Fathers of Turlock are taking it upon themselves to be the next generation of doting dads. Although everyone has their own parenting style, most have just one goal: raise their children to be the best that they can be.
“I’m trying to raise my kids in a way that they grow up to be caring, considerate and kind individuals,” said Gary Williams of his two daughters, Madeleine and Maisie. “We talk explicitly about helping other people and considering other people’s feelings, and we try to be models of considerate parents ourselves.”
As an older dad, Williams doesn’t take a moment with his daughters for granted.

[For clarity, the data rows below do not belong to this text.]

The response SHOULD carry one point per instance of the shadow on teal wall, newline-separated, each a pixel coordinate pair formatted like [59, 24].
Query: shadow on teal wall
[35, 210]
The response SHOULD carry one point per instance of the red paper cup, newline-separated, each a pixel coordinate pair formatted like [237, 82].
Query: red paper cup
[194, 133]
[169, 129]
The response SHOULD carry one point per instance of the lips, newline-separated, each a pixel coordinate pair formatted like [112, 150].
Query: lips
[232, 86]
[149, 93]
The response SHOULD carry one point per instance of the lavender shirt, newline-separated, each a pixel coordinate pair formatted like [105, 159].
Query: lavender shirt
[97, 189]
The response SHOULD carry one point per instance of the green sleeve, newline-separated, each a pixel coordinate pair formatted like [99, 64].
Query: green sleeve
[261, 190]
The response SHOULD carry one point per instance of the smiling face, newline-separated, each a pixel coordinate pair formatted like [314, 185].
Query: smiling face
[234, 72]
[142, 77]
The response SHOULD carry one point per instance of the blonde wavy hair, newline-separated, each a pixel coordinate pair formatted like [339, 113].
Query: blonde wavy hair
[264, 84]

Each and every moment with his children is precious, he said, making him stop and take time out of his busy days to appreciate the little things, such as listening to The Beatles with his daughters and dancing around the house.
“I’m realizing that although the time I have with them seems like a long time, it’s really limited,” said Williams. “I try to take time out to appreciate moments. Even if I’m in the middle of something and busy, I force myself to say, ‘Notice this moment, take note of it and remember it, because it’s not going to happen again. Appreciate this moment.’”

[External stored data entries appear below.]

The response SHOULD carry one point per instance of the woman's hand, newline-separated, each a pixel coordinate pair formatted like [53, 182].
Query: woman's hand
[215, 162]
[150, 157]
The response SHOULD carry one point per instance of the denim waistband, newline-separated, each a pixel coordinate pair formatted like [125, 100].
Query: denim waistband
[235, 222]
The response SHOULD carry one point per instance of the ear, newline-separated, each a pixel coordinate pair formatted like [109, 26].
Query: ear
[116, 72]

Williams’ father was absent for a majority of his childhood and he rarely received affection from his mother, he said. Growing up without the warmth that most children receive from their parents has affected the way that he interacts with his children drastically.
“I’m vastly different than my father,” said Williams. “I make sure that I go out of my way to show affection to my kids. I hug them and kiss them and let them know that I love them.”

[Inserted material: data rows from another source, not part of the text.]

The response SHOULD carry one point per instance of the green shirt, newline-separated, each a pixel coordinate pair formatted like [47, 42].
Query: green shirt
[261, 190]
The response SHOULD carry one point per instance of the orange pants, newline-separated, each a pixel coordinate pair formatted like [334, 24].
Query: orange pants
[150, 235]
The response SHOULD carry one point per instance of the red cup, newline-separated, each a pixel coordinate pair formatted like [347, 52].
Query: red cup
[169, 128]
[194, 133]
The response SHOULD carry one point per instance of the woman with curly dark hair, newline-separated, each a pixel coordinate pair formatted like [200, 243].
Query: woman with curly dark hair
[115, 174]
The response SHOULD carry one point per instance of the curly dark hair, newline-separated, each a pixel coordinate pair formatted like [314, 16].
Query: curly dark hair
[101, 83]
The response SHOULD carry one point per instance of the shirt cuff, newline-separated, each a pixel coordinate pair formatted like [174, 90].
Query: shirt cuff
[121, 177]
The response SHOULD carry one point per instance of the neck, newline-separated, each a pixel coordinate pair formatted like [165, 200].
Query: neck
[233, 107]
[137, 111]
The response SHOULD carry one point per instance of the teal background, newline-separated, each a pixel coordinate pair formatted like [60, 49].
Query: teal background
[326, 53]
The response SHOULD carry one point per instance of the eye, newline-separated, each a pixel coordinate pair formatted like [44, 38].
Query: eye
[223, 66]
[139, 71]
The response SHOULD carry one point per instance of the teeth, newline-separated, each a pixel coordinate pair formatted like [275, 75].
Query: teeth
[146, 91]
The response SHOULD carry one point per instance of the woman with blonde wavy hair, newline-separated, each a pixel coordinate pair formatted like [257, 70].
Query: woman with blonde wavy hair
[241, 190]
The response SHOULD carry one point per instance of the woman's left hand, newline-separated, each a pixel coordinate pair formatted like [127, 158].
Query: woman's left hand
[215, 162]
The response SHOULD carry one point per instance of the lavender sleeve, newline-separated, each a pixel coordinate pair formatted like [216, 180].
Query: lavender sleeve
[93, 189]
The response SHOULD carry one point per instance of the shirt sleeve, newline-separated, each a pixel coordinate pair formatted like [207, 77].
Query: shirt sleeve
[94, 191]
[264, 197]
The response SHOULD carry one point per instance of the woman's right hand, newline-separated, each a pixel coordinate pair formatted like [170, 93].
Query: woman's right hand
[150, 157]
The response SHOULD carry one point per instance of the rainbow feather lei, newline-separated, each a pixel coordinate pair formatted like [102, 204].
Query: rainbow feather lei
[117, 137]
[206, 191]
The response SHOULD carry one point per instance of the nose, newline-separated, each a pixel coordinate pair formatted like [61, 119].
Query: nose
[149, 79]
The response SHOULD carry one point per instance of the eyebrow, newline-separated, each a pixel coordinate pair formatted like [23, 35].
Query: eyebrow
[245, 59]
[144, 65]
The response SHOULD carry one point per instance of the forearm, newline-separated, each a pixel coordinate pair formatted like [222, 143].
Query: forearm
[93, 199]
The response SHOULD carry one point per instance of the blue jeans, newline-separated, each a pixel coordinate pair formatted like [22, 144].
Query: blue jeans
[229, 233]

Another dad, Tdoe Montijo, also grew up without a father figure in his life and now is raising his children the best he can, with help from his wife, Rosa.
“I want to make sure that they have more than I had growing up,” said Montijo, who was raised by his mother. “I instill respect into them and make sure that they know better, you know, right from wrong, and make sure they know what karma is so they don’t grow up to be malicious people.”
Now a father of three, having his wife alongside him has made Montijo realize the value of two parents raising their children together. They complement each other, he said, with Rosa being the nurturer that the children need and himself being the disciplinary hand when necessary.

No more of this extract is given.